The new system dominated by renewables will be different. It will be characterised by inflexible generation – where energy is produced when the sun shines and/or the wind blows – and flexible sources, which can deliver the balance needed when required. This could come in the form of flexible fossil fuel generation, or storage, either through current sources such as hydro, or other forms of storage enabled by batteries or solar thermal, for instance. Even recently installed coal-fired generation in Germany is designed specifically to cater for flexible demand response and fill the gaps left by wind and solar.
The problem lies in the transition – in many markets, such as California, Denmark, Germany, and in South Australia, existing fleets of flexible generation has been sufficient. But as the rate of renewables continues to grow, what is the financial incentive for these to be built?
“The more flexible options will require higher initial investment,” says the Regulatory Assistance Project, a US-based think tank. “Yet there is now concern that current energy and capacity market designs will not provide the forward-looking information investors and suppliers will need to evaluate properly the trade-offs between higher initial cost and life cycle consumer benefits.”
The RAP says capacity markets can distort in the same way as energy markets. It suggests that future operational needs are best revealed by forecasts of net demand (which is gross demand minus demand served by variable resources). This will help quantify the gaps and the requirements for flexible generation over investment timescales, which can then deliver least-cost reliability. But it says there is no long-term market mechanisms for flexible resource capabilities.
It proposes something called a “capabilities market”, to ensure against the overbuilding of flexible generation. “Additional flexibility is not desirable at any cost, it is only desirable if the cost to obtain it is less than the cost of the alternative.” It offers two alternatives – things it calls “enhanced Services Market Mechanisms” and “Apportioned Forward Capacity Mechanisms”. Both seek to provide greater value to flexible generation, without the need for creating too much capacity, or inflate electricity costs. Both require highly sophisticated approaches to the market.
Here is an example.
“Envision a system with gross demand on a winter day ramping from 15,000 MW to 30,000 MW between 05:00 and 08:00. Add a large share of wind generation on the system, with wind production on the day ramping down to near zero in the morning. The ramp in net demand could be 2,000 MW to 30,000 MW during that same time period. This calls for much more and much steeper ramping capability than was previously needed.
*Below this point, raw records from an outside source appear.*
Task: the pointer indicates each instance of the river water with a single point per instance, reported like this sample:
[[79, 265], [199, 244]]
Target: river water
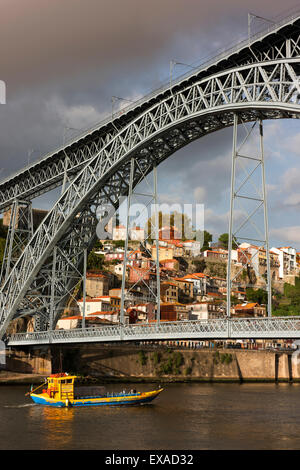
[[184, 416]]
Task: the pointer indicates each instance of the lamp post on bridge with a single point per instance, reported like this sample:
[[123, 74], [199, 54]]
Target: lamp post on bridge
[[173, 64], [66, 129], [113, 101]]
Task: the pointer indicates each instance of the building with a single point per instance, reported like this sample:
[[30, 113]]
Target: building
[[119, 233], [169, 233], [97, 284], [173, 311], [164, 252], [186, 288], [145, 312], [137, 234], [169, 292], [206, 310], [97, 304], [169, 264], [218, 255], [191, 247], [114, 256], [200, 281]]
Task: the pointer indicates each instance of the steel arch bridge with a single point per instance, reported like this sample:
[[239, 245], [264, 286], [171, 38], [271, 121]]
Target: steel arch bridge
[[258, 79]]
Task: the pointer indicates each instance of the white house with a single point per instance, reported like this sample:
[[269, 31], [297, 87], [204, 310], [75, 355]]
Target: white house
[[97, 304]]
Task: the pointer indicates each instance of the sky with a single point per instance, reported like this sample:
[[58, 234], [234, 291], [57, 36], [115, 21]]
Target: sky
[[62, 61]]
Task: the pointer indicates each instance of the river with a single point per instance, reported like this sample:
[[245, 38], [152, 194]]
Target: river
[[184, 416]]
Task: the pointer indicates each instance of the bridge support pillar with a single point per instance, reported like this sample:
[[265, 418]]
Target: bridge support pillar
[[147, 278], [248, 221]]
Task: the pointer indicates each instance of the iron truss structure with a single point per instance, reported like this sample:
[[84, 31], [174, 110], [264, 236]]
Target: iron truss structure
[[221, 328], [257, 80]]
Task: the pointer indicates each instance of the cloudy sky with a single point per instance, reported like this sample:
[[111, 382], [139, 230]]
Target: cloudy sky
[[63, 60]]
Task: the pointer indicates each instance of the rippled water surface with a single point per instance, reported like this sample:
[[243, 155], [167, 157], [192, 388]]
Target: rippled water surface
[[184, 416]]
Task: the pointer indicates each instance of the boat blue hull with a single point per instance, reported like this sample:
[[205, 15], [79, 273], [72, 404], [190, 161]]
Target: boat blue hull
[[86, 402]]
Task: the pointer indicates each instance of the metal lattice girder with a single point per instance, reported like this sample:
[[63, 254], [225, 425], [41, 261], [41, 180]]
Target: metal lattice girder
[[240, 328], [278, 42], [268, 91], [19, 233]]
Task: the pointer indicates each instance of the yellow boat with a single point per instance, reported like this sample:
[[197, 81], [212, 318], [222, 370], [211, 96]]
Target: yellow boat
[[62, 392]]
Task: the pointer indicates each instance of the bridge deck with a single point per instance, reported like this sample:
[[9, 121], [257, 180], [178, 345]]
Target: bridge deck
[[258, 328]]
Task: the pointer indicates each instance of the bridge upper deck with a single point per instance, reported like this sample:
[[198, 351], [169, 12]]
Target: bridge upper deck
[[279, 40]]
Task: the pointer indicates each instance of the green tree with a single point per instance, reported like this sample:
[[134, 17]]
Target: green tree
[[207, 238], [259, 296], [224, 239], [95, 261]]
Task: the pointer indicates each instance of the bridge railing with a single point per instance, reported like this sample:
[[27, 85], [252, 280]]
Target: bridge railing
[[221, 328]]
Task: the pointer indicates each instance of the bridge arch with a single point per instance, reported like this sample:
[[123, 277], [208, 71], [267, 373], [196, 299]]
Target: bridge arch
[[266, 90]]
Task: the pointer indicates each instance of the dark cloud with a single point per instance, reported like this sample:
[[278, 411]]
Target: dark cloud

“Now imagine the same system with gross demand on a summer day ramping from 10,000 MW at 05:00 to 40,000 MW at 18:00 and then ramping down over the rest of the day. Add a large share of PV generation, with PV ramping up from 07:00 but at a slower pace than the ramp in gross demand, peaking at 14:00 and then ramping down to zero by 19:00.
“Net demand would therefore peak once in mid-morning, subside dramatically during mid- day, then peak again in late afternoon/early evening. This creates a need for a significant share of the non-renewable resource portfolio being capable of starting up quickly, shutting down and starting up again within the space of only about nine hours. Operating a power system reliably and cost-effectively under these conditions is entirely feasible with commercially available supply- and demand-side resources, but it requires a different mix of such resources than in the past. Wholesale power markets will need to project and value these emerging investment needs more clearly than they do today.”